Correct Answer is []
Explanation
- Pulmonary embolism: The client’s recent orthopedic surgery, delayed mobility, obesity, and elevated D-dimer place her at high risk for PE. Her symptoms pleuritic chest pain, dyspnea, low oxygen saturation, anxiety, and sinus tachycardia are hallmark findings of PE.
- Elevate the head of the bed and administer oxygen by mask or nasal cannula: Supporting oxygenation is the immediate priority in a suspected PE. Elevating the head of the bed improves ventilation, while oxygen therapy helps correct hypoxemia until more definitive treatment begins.
- Prepare to initiate anticoagulation therapy: Anticoagulation is the frontline treatment for pulmonary embolism to prevent clot progression and recurrence. It is initiated as soon as PE is suspected, even before imaging confirms the diagnosis.
- Arterial blood gas: ABG will help assess the extent of oxygenation impairment and respiratory compromise caused by the embolism. Hypoxemia and respiratory alkalosis are commonly seen in acute PE.
- Pain score monitoring allows evaluation of symptom progression and the effectiveness of supportive measures. Pain may persist or worsen with increased clot burden, making regular assessment necessary.
- Myocardial infarction: While chest pain and tachycardia can suggest MI, the troponin levels are normal, the ECG only shows sinus tachycardia (no ST changes), and the pain is pleuritic and positional atypical of MI. The elevated D-dimer and recent surgery point more strongly toward PE.
- Anxiety: Although the client is anxious and dyspneic, these are more likely symptoms of the underlying cardiopulmonary issue rather than the primary diagnosis. Anxiety alone would not cause hypoxia, crackles, and elevated D-dimer.
- Sepsis: Sepsis might present with hypotension and elevated WBC, but this client’s vitals and CBC are within range. There is no evidence of infection, fever, or systemic inflammatory response that would indicate sepsis over PE.

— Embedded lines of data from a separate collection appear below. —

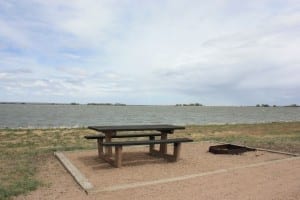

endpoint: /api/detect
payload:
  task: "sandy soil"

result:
[15,143,300,200]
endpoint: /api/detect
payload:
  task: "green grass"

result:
[0,122,300,200]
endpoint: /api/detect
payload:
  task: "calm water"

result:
[0,104,300,128]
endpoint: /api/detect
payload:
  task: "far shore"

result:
[0,122,300,199]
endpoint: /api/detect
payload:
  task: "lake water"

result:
[0,104,300,128]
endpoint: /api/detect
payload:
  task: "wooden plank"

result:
[88,124,185,132]
[103,138,193,146]
[84,133,161,139]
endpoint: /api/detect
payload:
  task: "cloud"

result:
[0,0,300,104]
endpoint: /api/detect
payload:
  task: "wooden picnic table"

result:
[88,124,185,157]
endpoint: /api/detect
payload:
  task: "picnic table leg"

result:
[105,131,116,157]
[115,146,122,167]
[149,136,155,154]
[97,138,103,158]
[173,142,181,162]
[159,131,168,154]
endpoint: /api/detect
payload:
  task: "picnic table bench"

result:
[85,125,193,167]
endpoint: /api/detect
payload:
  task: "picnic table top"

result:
[88,124,185,132]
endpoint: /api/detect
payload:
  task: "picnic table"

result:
[85,124,193,167]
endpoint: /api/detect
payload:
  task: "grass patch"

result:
[0,122,300,199]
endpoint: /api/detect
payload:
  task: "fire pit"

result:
[208,144,255,154]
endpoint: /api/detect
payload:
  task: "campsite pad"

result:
[64,142,292,193]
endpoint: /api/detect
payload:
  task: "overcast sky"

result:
[0,0,300,105]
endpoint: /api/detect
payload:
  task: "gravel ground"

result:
[15,143,300,200]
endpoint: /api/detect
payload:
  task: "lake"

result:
[0,104,300,128]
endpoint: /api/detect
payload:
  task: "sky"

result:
[0,0,300,105]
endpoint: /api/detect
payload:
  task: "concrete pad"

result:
[54,142,298,194]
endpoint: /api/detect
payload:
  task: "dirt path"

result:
[15,145,300,200]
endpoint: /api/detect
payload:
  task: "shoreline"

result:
[0,121,300,130]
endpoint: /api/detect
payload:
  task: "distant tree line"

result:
[256,104,300,107]
[176,103,203,106]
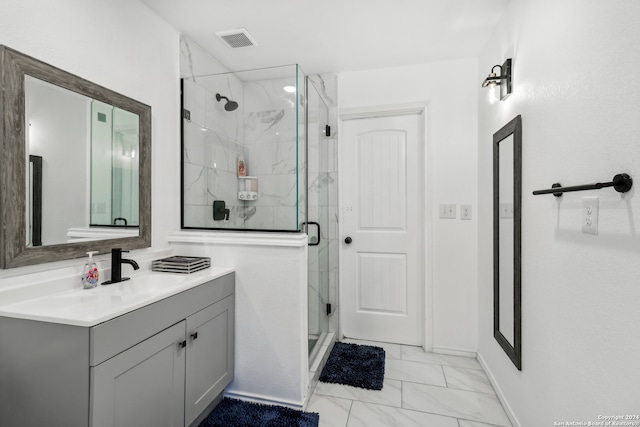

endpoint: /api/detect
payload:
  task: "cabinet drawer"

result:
[89,273,235,366]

- Instruct client to bear down to decrease heart rate: This vagal maneuver (Valsalva) is appropriate for supraventricular tachycardia, not for sinus tachycardia due to hypoxia. It could worsen symptoms in a client with compromised oxygenation like PE.
- Prepare client for drawing blood cultures: Blood cultures are relevant when infection or sepsis is suspected. The client shows no signs of infection (e.g., fever, chills, elevated WBC), so this action does not address the most likely diagnosis.
- Place client in Trendelenburg position: Positioning such as Trendelenburg is not appropriate for PE and can worsen respiratory function. Instead, upright positioning helps improve lung expansion and oxygenation.
- Skin: Skin color and temperature can indicate perfusion but are nonspecific. They won't directly measure improvement or deterioration in a client with PE, especially once oxygen therapy is initiated.
- Clotting factors: While clotting studies are monitored when administering anticoagulants, they are not immediate indicators of PE progression or treatment response. They are important later but not primary for initial monitoring.
- Cardiac enzymes: These are essential in diagnosing myocardial infarction, not PE. Since troponin is within normal limits, monitoring enzymes will not provide relevant information in this context.